The present invention solves this problem by providing a package which is transparent, yet has low MVTR.
The invention is a package comprising an outer plastic sealed container, an inner plastic sealed container, a product within the inner container, a liquid located in a space defined by the outer and inner containers, and a separating medium located in said space.
The invention also comprises a method of making a package comprising placing a product in a first plastic container; sealing the first container; placing the first sealed container, with the product therein, in a second container; placing a separating medium in the space defined by the first and second containers; introducing a liquid in the space defined by the first and second containers; and sealing the second container.
The invention may be further understood by reference to the drawings, wherein:
FIG. 1 is a schematic diagram of a package of the invention;
FIG. 2 is an enlargement of a portion of FIG. 1; and
FIG. 3 is an enlargement of an alternative embodiment of a portion of FIG. 1 showing a textured inner container; and
FIG. 4 is an enlargement of an alternative embodiment of a portion of FIG. 1 showing a textured secondary container.
Referring to FIG. 1, a primary container 10 containing a solution or a wet product 12 is packaged within a second, outer container 14.
A separating material 16 is first placed between the primary and outer containers, and then water or a liquid solution 18, hereinafter called the intermediate solution, is introduced between the primary and outer containers prior to sealing the outer container.
The presence of moisture between the primary and outer containers increases the relative humidity (RH) in that space. This reduces the moisture concentration difference from the inside to outside of the primary container. The resulting reduction of the moisture gradient across the primary container (which is the "driving force" of moisture vapor transmission) reduces moisture vapor permeation across the primary container.
If required, the tonicity of the intermediate solution can be adjusted to approximate the tonicity of the contents in the primary container, thus minimizing the difference in the solution concentration.
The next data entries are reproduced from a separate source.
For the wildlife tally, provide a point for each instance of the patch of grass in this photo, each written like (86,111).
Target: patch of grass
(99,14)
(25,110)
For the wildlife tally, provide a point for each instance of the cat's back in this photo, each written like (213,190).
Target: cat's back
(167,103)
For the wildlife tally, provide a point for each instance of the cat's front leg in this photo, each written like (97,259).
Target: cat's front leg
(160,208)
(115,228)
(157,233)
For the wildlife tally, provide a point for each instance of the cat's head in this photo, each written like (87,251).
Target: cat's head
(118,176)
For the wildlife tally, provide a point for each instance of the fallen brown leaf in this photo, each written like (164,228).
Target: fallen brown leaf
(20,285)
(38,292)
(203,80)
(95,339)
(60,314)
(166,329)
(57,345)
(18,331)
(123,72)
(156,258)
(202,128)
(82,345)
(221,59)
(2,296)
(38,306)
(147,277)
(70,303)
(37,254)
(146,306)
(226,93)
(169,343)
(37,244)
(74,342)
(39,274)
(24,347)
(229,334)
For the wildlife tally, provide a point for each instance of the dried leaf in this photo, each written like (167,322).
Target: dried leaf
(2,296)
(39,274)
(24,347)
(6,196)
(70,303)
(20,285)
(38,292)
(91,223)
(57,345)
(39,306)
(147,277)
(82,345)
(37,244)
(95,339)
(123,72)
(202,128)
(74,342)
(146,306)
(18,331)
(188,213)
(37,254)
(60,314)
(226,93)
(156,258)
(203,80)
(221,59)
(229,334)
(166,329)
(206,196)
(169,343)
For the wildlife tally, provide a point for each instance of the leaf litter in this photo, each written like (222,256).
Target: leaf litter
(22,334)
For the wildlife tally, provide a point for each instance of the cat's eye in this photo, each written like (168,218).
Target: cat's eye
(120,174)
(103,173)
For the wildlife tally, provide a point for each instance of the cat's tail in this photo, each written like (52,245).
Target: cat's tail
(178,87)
For example, this might be desirable if the primary container contains a concentrated salt solution. In such a case, adjusting the intermediate solution to approximate the same concentration would prevent water from migrating into the primary container (from osmotic pressure resulting from the concentration gradient during e.g. an autoclave cycle).
The separating medium prevents intimate contact between the primary and outer container, such as would normally happen due to package weight. This contact would squeeze out the intermediate solution from between the primary and outer container, effectively allowing them to act as a single material. The driving force would then become the difference between the internal RH of the primary container and the ambient RH of the atmosphere outside the outer container. Thus, although the invention can be practiced without the separating medium, it is preferable to use the separating medium to insure the intermediate solution is present throughout the space defined by the primary and outer containers (excepting of course the space occupied by the separating medium itself).
The separating medium can be of various materials and form. Ideally, it should be inert to water over extended storage, able to withstand sterilization procedures if required, low in cost and weight and non abrasive. The points of actual contact between the separating material and the inner or outer package should be minimized so that a maximum amount of surface area of the primary container is exposed to the intermediate solution.
An example of a suitable separating material would be polypropylene netting. Other materials may also work well, including water absorbing gels.
The separating medium could be incorporated as part of the primary container or outer container, such as through lamination or coextrusion.
This invention allows the use of plastic packaging materials, even including those having relatively high MVTR, for high performance moisture barrier packages. This allows the use of flexible plastics for applications which currently require metal, foils or glass.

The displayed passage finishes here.